2.    Les droits des tiers sur les créances (art. 8 et 15 en vigueur le dixième jour qui suit la publication de la loi modificative au Moniteur belge) 

Le législateur de 2022 a inséré un nouvel article 87/1 dans la loi Marchés Publics du 17 juin 2016 qui reproduit en fait l’article 43 de la loi précédente du 15 juin 2006 relative aux marchés publics. Selon l’exposé des motifs, cette réinsertion repose sur la volonté d’empêcher l’interruption intempestive des marchés publics par tout autre créancier de l’adjudicataire, non nécessaire à l’exécution matérielle ou au financement du marché concerné. Cette disposition assure en outre la continuité des paiements de l’adjudicataire, de ses sous-traitants, fournisseurs et bailleurs de fonds. Elle assure également la continuité des prestations et fournitures nécessaires à l’achèvement du marché public concerné (Exposé des motifs, Doc. Chambre, 2021/2022, 55 2496/001, p. 12.)

3.    Un Comité de la gouvernance des marchés publics et des concessions (art. 9 et 16 en vigueur le 31 décembre 2023)

L’article 163/1 prévoit désormais qu’un Comité de la gouvernance des marchés publics et des concessions sera institué.
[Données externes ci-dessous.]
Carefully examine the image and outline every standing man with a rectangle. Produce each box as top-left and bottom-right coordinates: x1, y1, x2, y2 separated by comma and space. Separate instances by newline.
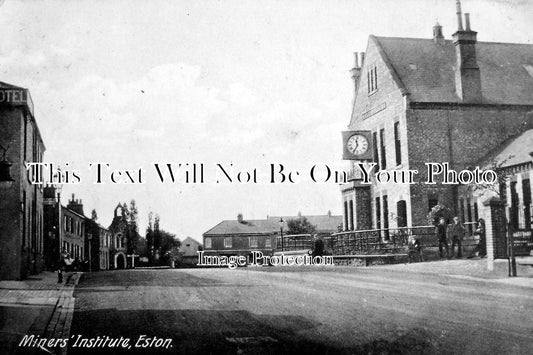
475, 218, 486, 258
450, 216, 466, 258
435, 217, 448, 258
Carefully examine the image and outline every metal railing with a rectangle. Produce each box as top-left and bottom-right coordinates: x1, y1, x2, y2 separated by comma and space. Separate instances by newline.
276, 234, 313, 252
276, 222, 480, 255
328, 226, 436, 255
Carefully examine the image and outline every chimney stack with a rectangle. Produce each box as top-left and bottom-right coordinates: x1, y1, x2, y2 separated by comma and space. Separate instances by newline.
350, 52, 362, 98
67, 194, 85, 215
452, 2, 482, 103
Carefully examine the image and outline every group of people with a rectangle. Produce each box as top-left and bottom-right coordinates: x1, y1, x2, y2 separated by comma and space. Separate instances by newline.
435, 217, 486, 259
57, 249, 90, 283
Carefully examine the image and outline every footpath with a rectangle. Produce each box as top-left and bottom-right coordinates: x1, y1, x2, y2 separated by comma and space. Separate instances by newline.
369, 257, 533, 288
0, 271, 81, 355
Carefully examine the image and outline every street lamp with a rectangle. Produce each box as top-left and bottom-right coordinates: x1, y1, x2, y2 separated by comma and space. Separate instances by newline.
51, 170, 63, 271
279, 218, 284, 251
88, 233, 92, 272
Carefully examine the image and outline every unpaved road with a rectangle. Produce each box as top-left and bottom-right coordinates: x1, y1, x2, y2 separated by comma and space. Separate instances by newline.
68, 267, 533, 354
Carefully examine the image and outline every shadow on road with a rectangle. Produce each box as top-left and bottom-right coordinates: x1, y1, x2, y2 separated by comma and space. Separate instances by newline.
68, 307, 434, 355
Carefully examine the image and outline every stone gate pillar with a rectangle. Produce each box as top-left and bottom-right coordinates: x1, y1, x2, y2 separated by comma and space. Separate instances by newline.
483, 197, 507, 270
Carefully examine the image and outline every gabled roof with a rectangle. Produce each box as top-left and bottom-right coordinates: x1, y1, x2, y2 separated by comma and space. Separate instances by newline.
477, 129, 533, 169
178, 237, 201, 254
204, 213, 343, 236
268, 215, 343, 233
372, 36, 533, 105
0, 81, 24, 89
203, 219, 279, 236
181, 236, 201, 246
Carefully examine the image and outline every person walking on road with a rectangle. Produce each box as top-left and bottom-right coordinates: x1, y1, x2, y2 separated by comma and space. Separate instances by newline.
450, 216, 466, 258
435, 217, 448, 258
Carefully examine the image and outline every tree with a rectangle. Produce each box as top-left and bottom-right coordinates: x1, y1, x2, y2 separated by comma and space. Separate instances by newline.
427, 204, 453, 226
126, 199, 140, 254
287, 217, 316, 235
146, 212, 154, 261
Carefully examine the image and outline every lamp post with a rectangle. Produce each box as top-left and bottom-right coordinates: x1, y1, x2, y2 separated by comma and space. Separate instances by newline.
279, 218, 284, 251
88, 233, 92, 272
52, 171, 63, 270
Ce Comité vise à assister le point de référence dans le cadre de l’élaboration du rapport triennal destiné à la Commission européenne comportant les résultats d'opérations de contrôle par sondage de l'application des règles relatives à la passation des marchés publics, rapport visé à l’article 163, § 3 de la loi marchés publics 2016. Ce comité est également chargé d’établir un plan indiquant les questions types, les documents justificatifs, les appréciations et les indicateurs quantitatifs qui seront utilisés pour étayer ce rapport de contrôle.
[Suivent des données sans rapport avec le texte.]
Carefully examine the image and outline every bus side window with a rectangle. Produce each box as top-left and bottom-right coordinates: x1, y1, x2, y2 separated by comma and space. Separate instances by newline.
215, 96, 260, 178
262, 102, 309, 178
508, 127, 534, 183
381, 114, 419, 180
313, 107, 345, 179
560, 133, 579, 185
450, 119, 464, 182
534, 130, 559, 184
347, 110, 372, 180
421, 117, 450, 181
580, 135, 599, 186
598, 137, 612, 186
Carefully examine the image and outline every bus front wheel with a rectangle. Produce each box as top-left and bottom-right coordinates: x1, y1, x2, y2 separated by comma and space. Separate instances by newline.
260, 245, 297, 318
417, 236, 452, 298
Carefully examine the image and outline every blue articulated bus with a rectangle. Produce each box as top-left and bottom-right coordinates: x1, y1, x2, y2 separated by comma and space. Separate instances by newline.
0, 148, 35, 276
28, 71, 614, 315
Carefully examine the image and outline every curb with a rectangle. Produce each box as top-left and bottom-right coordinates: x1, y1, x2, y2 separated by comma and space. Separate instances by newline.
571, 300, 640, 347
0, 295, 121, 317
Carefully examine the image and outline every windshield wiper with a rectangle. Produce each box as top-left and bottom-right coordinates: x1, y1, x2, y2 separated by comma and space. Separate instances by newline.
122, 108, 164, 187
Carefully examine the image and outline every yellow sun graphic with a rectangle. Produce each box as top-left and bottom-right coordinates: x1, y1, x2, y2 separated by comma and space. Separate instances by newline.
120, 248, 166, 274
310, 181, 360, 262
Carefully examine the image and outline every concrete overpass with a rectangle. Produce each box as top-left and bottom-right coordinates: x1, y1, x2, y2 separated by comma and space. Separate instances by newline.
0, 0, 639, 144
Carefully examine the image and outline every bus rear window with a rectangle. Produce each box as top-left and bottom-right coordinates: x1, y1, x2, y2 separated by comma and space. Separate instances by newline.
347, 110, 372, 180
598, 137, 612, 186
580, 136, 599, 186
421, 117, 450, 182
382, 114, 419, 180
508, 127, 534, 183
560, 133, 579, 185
4.    La promotion de véhicules de transport routier propres et économes en énergie (art. 2 et 3, 10-12, et 17 en vigueur le dixième jour de sa publication au Moniteur belge)

Le législateur de 2022 a inséré un nouvel article 168/1 qui oblige les adjudicateurs à tenir compte, lors de l’obtention par voie de marchés publics de certains véhicules, des incidences énergétiques et environnementales qu’ont ces véhicules tout au long de leur cycle de vie (C. DE KONINCK, Article 168/1 – Véhicules propres et économes en énergie – Loi 17 juin 2016 – Marchés publics, www.mercatus.be, juillet 2022).